New tools prevent repeat work, provide better game data insight
(This post is part of a series on the subject of my hobby project, which is recreating the C source code for the 1989 game F-15 Strike Eagle II by reverse engineering the original binaries.)
I guess you could say I am procrastinating with moving onto the next executable to reconstruct after my recent success with making START.EXE
runnable, but I had a couple ideas for the tooling which I wanted to check out first. So here’s a brief summary of what’s available in mzretools 0.9.7.
I already fixed a bunch of bugs that would likely limit my tools’ robustness when working on EGAME.EXE
, and together with these new features, I think I’m in a good place to take on the new work. Also, changing gears once in a while to work on algorithmic stuff in a modern codebase helps me keep from burning out on the ancient assembly opcodes.
mzdup
With the way the game is structured with the 3 main executables for the main stages of the game, I’m pretty sure there must be at least some code duplication between them. They are avoiding most of it by putting the common graphics/sound/input routines into overlays and dynamically loading in the code at runtime, but these are mostly low-level operations for things like drawing a sprite or a string at a particular screen location. Meanwhile, the code for loading the sprite data and setting up the overlays themselves is present out in the open in START.EXE
, and I’m pretty sure EGAME.EXE
will need to do pretty much the same thing. The next executable is going to be challenging due to its larger size and the kind of thing it does (3D rendering and projection math), so I’m going to milk the work that I already did for the first one as much as I can.
The task then is to find duplicate routines from START
in EGAME
. Obviously, I cannot just search for the binary data because the offsets encoded in the 8086 assembly instructions are going to be different, and I won’t find anything longer that a couple instructions. Also, there is no guarantee that the routines even contain the exact same instructions - the code might have been tweaked between linking one executable vs the other. They might even have used a different assembler which used a different encoding for the instructions, who knows?

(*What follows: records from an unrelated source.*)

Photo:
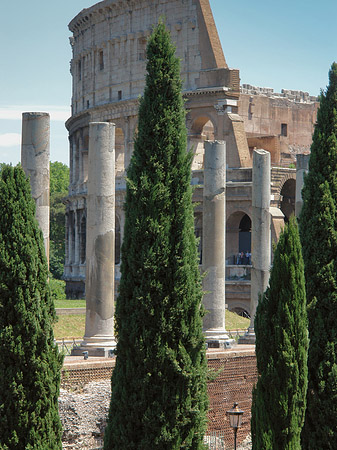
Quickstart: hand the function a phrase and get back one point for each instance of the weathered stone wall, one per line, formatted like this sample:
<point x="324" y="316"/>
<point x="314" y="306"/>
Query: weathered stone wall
<point x="109" y="42"/>
<point x="85" y="396"/>
<point x="289" y="116"/>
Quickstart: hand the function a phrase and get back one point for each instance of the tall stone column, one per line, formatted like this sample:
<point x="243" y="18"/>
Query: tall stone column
<point x="302" y="168"/>
<point x="100" y="242"/>
<point x="214" y="240"/>
<point x="35" y="157"/>
<point x="261" y="242"/>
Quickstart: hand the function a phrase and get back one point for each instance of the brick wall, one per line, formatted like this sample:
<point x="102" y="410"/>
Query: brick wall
<point x="232" y="375"/>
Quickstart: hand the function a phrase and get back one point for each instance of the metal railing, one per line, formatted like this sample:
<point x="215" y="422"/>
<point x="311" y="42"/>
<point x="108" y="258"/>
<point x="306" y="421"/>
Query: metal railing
<point x="238" y="272"/>
<point x="66" y="345"/>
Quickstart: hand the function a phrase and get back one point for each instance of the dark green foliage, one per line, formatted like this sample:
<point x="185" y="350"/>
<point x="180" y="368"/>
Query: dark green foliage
<point x="29" y="362"/>
<point x="159" y="397"/>
<point x="318" y="229"/>
<point x="279" y="398"/>
<point x="59" y="182"/>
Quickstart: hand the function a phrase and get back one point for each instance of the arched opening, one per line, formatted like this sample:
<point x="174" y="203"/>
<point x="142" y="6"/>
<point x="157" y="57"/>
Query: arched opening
<point x="119" y="152"/>
<point x="117" y="241"/>
<point x="238" y="238"/>
<point x="287" y="198"/>
<point x="72" y="236"/>
<point x="198" y="233"/>
<point x="83" y="238"/>
<point x="245" y="239"/>
<point x="85" y="157"/>
<point x="241" y="312"/>
<point x="202" y="130"/>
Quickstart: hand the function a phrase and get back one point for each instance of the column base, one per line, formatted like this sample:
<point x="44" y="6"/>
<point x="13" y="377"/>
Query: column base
<point x="218" y="338"/>
<point x="99" y="346"/>
<point x="248" y="338"/>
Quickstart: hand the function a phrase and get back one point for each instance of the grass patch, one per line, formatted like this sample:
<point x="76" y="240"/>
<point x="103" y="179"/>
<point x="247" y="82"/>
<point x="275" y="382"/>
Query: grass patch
<point x="69" y="303"/>
<point x="69" y="326"/>
<point x="72" y="326"/>
<point x="236" y="322"/>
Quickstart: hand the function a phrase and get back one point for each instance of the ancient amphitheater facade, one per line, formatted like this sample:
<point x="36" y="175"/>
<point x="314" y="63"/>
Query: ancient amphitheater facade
<point x="108" y="71"/>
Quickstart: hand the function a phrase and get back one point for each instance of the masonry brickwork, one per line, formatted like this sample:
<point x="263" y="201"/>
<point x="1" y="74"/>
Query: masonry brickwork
<point x="108" y="70"/>
<point x="232" y="373"/>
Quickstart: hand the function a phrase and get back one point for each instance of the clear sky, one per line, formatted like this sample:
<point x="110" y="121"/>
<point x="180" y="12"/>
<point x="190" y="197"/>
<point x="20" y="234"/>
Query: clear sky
<point x="288" y="44"/>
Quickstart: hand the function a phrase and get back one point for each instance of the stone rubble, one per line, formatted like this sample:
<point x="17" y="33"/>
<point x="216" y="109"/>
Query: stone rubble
<point x="83" y="414"/>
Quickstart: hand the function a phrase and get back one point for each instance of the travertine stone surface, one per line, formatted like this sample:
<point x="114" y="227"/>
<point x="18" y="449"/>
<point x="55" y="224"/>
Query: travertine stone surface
<point x="261" y="242"/>
<point x="35" y="156"/>
<point x="214" y="238"/>
<point x="302" y="168"/>
<point x="99" y="331"/>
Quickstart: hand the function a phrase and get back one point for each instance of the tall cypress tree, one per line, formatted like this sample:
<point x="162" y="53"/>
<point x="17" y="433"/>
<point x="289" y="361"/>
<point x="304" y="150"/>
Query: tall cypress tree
<point x="29" y="361"/>
<point x="279" y="399"/>
<point x="159" y="397"/>
<point x="318" y="229"/>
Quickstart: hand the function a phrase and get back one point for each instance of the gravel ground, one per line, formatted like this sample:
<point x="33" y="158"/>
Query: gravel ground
<point x="83" y="415"/>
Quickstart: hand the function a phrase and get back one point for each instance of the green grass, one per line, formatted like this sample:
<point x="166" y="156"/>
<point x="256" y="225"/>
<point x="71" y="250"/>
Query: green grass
<point x="236" y="322"/>
<point x="72" y="326"/>
<point x="69" y="303"/>
<point x="69" y="326"/>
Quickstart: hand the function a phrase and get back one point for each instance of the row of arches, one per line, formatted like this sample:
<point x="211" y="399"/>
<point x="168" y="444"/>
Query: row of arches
<point x="202" y="129"/>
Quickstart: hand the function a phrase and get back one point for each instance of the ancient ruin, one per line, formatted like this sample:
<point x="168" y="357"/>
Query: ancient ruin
<point x="261" y="242"/>
<point x="100" y="242"/>
<point x="302" y="168"/>
<point x="108" y="67"/>
<point x="35" y="155"/>
<point x="214" y="241"/>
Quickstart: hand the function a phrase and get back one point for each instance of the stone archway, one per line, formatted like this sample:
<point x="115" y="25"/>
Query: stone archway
<point x="287" y="198"/>
<point x="119" y="152"/>
<point x="202" y="130"/>
<point x="238" y="236"/>
<point x="117" y="240"/>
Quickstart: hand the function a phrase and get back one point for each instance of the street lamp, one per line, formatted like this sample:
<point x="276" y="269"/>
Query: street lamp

I am aware that this is a solved problem because of the existence of FLIRT in IDA, but for one, generating FLIRT signatures from binaries requires the paid version of IDA which I don’t have, and it would require me to go into a Win XP VM which I use to run IDA. I wanted the experience to be more streamlined. Also, it seemed like an interesting challenge which I figured I could pull off, which is as good excuse as any in my book. 😉
The first problem is similar to what I encountered when initially implementing mzdiff
; I needed to compare instructions between two divergent executables that I wanted to make identical, so I have some facilities implemented to strip out the offsets from parsed instructions. The instructions are also represented in an abstract way in my code, each belonging to a “class” that is more or less equivalent to an assembly mnemonic (mov
/cmp
/call
). So it wasn’t difficult to format the instructions of a routine into a string of abstract “signatures” which are just the optional segment override prefix, the class, and the operand types (mem/reg/immediate) fused together to form a 32bit “character” of the string I will be searching for.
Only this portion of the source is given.